I have no idea how "approved" this is. No proper energy calculations have been made, either before or after the construction.
But the house "consumes" about 4,800 kWh/year including heating, hot water, ventilation, and household electricity as well as some heating and hot water in the stable. And sometimes heating in the guest room in the attic.
thank you so much, now I have tried to draw according to your description and wonder if it turned out right. I started from the left. sorry if I am bothering you so much.
what did you think of my detail I did, did everything match? feels wrong
Yes, it was great!
But you risk attacks from the "PC-group" who want OSB + plasterboard in all walls towards the living areas.
But I think subjectively that using outdoor plasterboard instead of some kind of weatherproof fabric is very good!
It stabilizes the frame, so hopefully, you avoid something like this (after storm Gorm):
I don't buy that claim. Thermal bridges don't impact as much as 30%. Someone did calculations on this in another thread and I recall that there was a very small difference, about 5%.
The frame is stabilized by the panels on the inside as well, but before these are in place, you should have some support.
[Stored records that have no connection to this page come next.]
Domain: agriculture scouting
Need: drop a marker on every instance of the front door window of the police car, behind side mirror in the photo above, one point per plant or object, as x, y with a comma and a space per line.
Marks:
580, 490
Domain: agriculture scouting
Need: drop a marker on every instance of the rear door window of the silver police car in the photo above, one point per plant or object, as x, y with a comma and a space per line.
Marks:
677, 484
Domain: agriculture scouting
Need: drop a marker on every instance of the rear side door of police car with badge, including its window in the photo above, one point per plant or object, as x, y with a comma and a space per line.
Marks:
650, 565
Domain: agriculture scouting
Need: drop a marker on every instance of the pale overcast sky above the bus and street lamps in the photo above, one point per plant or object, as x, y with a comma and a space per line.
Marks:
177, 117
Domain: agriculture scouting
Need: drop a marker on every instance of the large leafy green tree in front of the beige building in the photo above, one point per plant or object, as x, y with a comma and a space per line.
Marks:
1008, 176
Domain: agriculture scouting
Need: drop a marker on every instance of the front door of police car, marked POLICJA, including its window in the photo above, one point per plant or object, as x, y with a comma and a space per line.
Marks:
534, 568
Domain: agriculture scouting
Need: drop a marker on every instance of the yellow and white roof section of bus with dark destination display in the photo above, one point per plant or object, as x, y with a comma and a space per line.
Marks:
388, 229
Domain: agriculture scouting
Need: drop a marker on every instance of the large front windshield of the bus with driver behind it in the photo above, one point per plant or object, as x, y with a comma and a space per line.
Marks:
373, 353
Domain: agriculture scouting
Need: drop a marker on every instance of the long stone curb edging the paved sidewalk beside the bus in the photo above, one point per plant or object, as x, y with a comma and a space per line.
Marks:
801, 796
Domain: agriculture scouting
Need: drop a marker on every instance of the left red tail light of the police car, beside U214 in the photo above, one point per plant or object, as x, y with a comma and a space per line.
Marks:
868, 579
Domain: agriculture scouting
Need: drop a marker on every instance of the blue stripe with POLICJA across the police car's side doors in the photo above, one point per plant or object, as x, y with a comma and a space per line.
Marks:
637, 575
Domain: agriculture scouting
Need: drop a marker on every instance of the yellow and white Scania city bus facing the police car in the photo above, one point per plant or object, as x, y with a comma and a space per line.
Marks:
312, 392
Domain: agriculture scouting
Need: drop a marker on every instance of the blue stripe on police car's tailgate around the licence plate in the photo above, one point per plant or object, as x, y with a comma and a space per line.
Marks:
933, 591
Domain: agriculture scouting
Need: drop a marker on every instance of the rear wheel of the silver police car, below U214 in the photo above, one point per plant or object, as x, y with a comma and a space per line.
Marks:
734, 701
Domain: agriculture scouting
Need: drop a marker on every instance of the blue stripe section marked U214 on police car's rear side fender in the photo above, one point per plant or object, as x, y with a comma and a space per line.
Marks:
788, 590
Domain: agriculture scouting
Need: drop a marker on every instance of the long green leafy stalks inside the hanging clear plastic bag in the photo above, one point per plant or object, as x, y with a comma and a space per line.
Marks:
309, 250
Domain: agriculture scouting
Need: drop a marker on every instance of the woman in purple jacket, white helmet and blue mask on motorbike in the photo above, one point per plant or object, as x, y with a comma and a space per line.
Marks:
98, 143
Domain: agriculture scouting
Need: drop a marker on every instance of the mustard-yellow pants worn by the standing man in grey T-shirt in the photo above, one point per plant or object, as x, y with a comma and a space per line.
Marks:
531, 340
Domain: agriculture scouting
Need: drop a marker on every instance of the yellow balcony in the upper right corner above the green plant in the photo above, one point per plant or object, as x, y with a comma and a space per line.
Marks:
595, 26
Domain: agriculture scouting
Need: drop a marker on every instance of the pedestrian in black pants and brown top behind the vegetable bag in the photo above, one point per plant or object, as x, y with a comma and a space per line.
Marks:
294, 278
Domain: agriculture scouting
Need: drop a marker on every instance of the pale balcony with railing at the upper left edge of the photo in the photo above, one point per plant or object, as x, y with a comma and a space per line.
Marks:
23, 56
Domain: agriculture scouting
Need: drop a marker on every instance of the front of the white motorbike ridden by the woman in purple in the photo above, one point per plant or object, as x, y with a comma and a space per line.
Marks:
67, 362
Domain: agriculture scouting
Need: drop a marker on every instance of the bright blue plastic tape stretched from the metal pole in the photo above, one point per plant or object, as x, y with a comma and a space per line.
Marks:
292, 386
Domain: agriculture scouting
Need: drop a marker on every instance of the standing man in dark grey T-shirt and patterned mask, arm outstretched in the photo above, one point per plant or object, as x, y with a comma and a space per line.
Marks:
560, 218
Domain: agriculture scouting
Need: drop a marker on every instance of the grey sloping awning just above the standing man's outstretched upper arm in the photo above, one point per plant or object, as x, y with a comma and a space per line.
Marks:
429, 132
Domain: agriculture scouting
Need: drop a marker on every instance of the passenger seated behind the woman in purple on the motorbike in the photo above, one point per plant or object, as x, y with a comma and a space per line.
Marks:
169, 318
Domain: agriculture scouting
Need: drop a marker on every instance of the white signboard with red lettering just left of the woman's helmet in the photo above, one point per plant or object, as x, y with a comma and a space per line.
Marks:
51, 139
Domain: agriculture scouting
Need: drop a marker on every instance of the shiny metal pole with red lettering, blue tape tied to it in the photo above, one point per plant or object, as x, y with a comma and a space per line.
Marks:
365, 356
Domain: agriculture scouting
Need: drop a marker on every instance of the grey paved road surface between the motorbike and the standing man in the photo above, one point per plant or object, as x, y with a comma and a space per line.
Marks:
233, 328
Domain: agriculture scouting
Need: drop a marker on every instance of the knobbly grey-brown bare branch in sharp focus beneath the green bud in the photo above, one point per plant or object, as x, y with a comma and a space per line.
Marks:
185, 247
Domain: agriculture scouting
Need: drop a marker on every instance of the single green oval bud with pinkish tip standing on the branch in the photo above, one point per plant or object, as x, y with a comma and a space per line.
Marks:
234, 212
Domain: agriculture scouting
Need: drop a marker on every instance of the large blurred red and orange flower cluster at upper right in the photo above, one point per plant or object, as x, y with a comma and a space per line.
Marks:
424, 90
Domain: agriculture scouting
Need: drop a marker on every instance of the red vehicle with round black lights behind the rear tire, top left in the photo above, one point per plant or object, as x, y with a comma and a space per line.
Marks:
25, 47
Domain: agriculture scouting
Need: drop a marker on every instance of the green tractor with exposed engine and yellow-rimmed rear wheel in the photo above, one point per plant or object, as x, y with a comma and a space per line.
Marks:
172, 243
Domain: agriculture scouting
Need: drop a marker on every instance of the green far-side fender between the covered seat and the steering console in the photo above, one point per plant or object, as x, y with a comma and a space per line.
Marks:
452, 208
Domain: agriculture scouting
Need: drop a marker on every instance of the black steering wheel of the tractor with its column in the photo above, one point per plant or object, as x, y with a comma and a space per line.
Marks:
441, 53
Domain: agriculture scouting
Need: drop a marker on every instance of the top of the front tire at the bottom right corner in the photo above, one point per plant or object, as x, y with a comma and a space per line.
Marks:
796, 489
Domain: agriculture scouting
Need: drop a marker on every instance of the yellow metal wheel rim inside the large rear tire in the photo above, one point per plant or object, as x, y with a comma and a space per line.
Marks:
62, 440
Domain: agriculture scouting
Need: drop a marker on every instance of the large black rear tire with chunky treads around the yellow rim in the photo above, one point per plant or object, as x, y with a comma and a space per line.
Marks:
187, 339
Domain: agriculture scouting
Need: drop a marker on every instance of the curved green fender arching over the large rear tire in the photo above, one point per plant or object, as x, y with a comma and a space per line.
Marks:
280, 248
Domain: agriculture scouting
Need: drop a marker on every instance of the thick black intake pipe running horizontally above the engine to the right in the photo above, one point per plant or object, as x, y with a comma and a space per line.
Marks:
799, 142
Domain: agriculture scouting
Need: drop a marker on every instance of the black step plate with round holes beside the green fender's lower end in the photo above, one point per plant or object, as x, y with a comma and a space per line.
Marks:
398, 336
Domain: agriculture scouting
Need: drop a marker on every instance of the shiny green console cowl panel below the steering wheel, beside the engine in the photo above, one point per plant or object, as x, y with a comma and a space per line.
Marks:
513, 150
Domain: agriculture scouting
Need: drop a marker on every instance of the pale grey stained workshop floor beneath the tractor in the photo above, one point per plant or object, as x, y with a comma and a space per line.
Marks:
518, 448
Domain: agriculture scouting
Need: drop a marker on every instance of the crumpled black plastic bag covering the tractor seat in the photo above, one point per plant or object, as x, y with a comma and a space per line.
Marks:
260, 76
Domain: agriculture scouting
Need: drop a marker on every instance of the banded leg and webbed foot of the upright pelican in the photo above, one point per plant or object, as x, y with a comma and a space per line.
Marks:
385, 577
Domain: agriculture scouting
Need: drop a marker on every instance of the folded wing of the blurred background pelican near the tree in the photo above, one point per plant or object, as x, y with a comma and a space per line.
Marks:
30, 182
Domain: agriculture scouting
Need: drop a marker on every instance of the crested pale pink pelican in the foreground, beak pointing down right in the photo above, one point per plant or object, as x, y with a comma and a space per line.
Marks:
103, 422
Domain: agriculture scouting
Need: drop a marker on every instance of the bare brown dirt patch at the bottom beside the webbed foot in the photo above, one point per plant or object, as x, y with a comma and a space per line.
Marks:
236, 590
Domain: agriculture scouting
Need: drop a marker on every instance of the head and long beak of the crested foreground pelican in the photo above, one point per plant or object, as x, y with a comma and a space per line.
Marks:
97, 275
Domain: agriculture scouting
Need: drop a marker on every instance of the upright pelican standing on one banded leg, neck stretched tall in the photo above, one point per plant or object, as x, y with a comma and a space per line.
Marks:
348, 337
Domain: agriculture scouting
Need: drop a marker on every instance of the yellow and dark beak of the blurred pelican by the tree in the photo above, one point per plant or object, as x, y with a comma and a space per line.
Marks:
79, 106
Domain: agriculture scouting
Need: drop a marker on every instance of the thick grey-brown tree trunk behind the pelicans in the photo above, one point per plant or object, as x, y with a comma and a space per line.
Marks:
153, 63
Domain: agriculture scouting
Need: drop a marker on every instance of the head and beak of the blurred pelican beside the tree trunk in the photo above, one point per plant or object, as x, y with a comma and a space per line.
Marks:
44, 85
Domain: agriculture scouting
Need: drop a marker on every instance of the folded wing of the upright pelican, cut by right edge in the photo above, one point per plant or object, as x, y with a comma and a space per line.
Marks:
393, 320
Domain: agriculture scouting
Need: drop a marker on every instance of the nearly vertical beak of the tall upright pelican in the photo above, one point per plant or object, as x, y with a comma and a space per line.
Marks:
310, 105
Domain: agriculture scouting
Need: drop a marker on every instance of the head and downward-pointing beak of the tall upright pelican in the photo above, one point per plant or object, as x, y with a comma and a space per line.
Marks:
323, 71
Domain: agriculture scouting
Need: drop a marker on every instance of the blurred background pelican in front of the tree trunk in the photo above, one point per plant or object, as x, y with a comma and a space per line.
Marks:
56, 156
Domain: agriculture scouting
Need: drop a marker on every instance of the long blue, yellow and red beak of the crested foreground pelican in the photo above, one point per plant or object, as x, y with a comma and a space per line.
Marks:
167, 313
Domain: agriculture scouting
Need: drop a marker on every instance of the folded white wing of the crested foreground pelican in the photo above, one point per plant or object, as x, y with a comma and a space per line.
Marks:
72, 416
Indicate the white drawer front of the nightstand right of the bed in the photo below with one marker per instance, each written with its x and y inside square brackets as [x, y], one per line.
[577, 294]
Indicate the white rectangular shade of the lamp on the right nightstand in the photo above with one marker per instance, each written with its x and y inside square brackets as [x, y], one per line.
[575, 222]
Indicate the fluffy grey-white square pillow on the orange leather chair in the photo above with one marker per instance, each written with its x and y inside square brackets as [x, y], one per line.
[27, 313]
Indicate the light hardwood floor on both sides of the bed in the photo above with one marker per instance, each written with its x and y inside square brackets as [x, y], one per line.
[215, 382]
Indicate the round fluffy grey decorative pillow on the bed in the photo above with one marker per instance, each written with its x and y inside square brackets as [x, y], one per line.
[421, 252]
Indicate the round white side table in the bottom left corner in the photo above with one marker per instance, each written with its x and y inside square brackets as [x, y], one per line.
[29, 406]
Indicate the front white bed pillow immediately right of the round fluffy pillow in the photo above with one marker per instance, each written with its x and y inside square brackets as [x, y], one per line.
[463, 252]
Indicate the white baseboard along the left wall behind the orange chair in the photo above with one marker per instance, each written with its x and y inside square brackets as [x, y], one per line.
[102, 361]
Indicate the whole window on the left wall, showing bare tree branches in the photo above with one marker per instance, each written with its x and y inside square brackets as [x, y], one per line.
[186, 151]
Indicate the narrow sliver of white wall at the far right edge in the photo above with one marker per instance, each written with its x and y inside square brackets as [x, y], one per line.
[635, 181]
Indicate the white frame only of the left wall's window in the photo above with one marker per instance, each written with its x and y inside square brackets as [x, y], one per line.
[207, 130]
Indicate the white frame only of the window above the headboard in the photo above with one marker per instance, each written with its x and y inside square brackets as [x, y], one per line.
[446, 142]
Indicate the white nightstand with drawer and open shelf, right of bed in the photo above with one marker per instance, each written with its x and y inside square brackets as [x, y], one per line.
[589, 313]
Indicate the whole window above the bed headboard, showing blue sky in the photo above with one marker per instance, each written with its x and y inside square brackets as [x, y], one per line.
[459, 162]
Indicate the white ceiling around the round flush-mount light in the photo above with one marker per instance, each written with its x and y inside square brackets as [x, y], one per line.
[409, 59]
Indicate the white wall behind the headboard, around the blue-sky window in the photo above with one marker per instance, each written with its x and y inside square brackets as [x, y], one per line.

The thermal bridges plus you get much more insulation when you have lightweight beams. My studs are only 8mm thick instead of 45mm. With cc60, you get about 90cm more insulation on a house with a 12m long side. Additionally, the baseplate is made of lightweight beams so the entire baseplate is insulated against the slab.
Even though it's not the amount of insulation that matters, it's the thickness and the lambda value. A wooden stud also insulates but not as well, of course. There's a difference, but I claim it's not that dramatic.
Light frame is a really good construction that is easy to build and adapt. I will build a light frame house with cellulose myself.
The best insulation is probably achieved with two completely separated walls. That's how I would probably build if I constructed it myself with loose timber. An outer load-bearing 45x120 and then an inner interior wall, the space in between filled with loose fill from the attic.
But now the question from the original poster was that he wanted a thinner wall. And all else being equal, this wall has a better U-value than a traditionally built one of the same thickness. There is, for example, about 6 times more wood in a traditional construction than in one with light beams. Wood has a U-value of about 0.14 compared to cellulose, which is about 0.038. Additionally, loose fill insulation is packed into every little nook, so no convection occurs in the wall, which further increases efficiency.
As you thought, I have built the roof (the trusses are also made of light beams) together with the outer wall, so there are absolutely 0 cold bridges in the entire construction. The most annoying part is that you're forced to have windows; otherwise, everything would be quite well insulated.
The layers in the wall from the outside are
21mm window trim
21mm panel
25mm horizontal batten
25mm vertical batten
6mm exterior gypsum
170mm vertical stud/insulation
Vapor barrier
45mm horizontal stud/insulation
11mm OSB
13mm gypsum
U-value is 0.16/m2
The plastic goes right up to the inside of the window. There was a special strip to splice the plastic with to make it reach.